I thought it would be fitting to review a book that features China’s new capitalist culture within the context of a novel. When Red is Black by Chinese author Qiu Xiaolong (Death of a Red Heroine and Loyal Character Dancer) does exactly that. Set in 1990s Shanghai when China was in the early stages of its capitalist binge, the novel portrays a country still living under the bureaucratic clutches of communism but engaged full-throttle on its own brand of capitalism.
The protagonist is Chief Inspector Chen Cao of Shanghai’s Special Branch Bureau, a detective unit that handles politically sensitive cases. When a former Red Guard is found murdered in her cramped Shikumen apartment, Inspector Chen is asked to investigate the homicide. The victim turns out to be a denounced intellectual condemned to the labor camps during the Cultural Revolution, who had recently published an autobiographical novel critical of the government. Fearing bad publicity locally and abroad, the Party, portrayed as a paranoid and corrupt bureaucracy, pressures Inspector Chen and his partner Guangming to wrap up the case. But as the investigators delve deeper into a homicide that has the outward appearance of a government involvement, one can’t help but notice the bureaucratic red tape they have to endure to get important pieces of information needed to solve the case.
Complicating matters for Inspector Chen is a lucrative project he took on from an entrepreneur with triad connections to translate a real estate development proposal from Chinese to English, putting Chen in conflict with his own conscience (as a sideline, Chen is also a writer, a poet, and a translator of American literature). But such is the way things are done in the new China, a sort of quid-pro-quo-I-pat-your-back-you-pat-mine type of culture. Chen is no exception to that. In past investigations, he has used the man as a source of valuable triad information to solve the case.

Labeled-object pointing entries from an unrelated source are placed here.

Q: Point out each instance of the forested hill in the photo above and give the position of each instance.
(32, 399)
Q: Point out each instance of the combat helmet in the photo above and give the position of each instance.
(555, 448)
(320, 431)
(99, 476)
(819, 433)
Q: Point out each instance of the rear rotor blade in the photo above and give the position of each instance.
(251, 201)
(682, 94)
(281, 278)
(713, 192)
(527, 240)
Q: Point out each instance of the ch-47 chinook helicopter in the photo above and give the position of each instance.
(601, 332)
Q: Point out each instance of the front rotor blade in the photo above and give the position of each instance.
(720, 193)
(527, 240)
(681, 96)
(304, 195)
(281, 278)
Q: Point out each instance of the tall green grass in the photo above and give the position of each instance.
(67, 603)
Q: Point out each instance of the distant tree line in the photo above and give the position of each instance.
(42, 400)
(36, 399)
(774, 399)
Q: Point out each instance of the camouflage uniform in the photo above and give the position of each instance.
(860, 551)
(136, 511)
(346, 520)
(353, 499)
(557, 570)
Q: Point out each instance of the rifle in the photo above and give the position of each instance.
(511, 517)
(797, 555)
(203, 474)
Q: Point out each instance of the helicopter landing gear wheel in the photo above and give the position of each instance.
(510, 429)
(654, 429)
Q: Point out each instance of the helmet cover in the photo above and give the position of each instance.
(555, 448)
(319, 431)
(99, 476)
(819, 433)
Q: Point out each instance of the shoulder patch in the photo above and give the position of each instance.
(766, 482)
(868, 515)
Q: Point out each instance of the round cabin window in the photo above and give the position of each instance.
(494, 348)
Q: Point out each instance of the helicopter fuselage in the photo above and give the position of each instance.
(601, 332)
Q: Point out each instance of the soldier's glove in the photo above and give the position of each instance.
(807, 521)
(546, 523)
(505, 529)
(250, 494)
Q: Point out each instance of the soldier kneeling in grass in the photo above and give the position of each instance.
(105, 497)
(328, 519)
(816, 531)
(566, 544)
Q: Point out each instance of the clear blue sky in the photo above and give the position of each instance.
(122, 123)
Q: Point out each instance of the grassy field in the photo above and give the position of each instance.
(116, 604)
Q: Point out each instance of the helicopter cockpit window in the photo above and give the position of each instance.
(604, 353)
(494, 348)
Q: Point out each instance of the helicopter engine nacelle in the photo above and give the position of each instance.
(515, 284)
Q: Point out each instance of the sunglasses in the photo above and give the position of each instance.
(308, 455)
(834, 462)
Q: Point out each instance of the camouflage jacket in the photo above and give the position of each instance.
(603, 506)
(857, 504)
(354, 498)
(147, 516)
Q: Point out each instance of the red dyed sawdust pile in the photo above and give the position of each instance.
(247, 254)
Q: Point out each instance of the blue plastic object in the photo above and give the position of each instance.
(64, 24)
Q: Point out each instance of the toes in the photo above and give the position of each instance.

What sets When Red is Black apart is the glimpse the reader gets of the emerging get-rich-quick culture in China, which at times resembles capitalism on steroids. Everyone is on the hustle to become the latest “Mr. Big Bucks,” the name people use to describe the new entrepreneurs. One gets the sense that something is not right, that amidst the economic bustle is a stark disparity between the few nouveau riche who live in luxurious excess and the rest of the populace, pitifully crammed in their tiny urban cubicles subsisting on rice and a scrap of meat. References about the Party’s effort to undo many of ex-Chairman Mao’s damaging initiatives are flawlessly embedded in the narrative. This is especially true of the Cultural Revolution during which millions of educated youths were sent to provincial labor camps to be re-educated by the proletariat, the ill-effects of which linger in the general psyche.
The narrative of When Red is Black is clean and achieves an authentic Chinese voice without having to resort to dialect. Descriptions of Shanghai are luminous. One could almost smell the pork buns steaming in the communal outdoor kitchen or feel claustrophobic in the overcrowded Shikumen dwellings, which are basically confiscated private mansions subdivided into 10- by 10-foot apartment units. Though the plot is simple and Chen’s penchant for quoting Chinese philosophers gets old sometimes, When Red is Black is nevertheless an engaging novel from which the reader can catch a glimpse of the capitalist China phenomenon.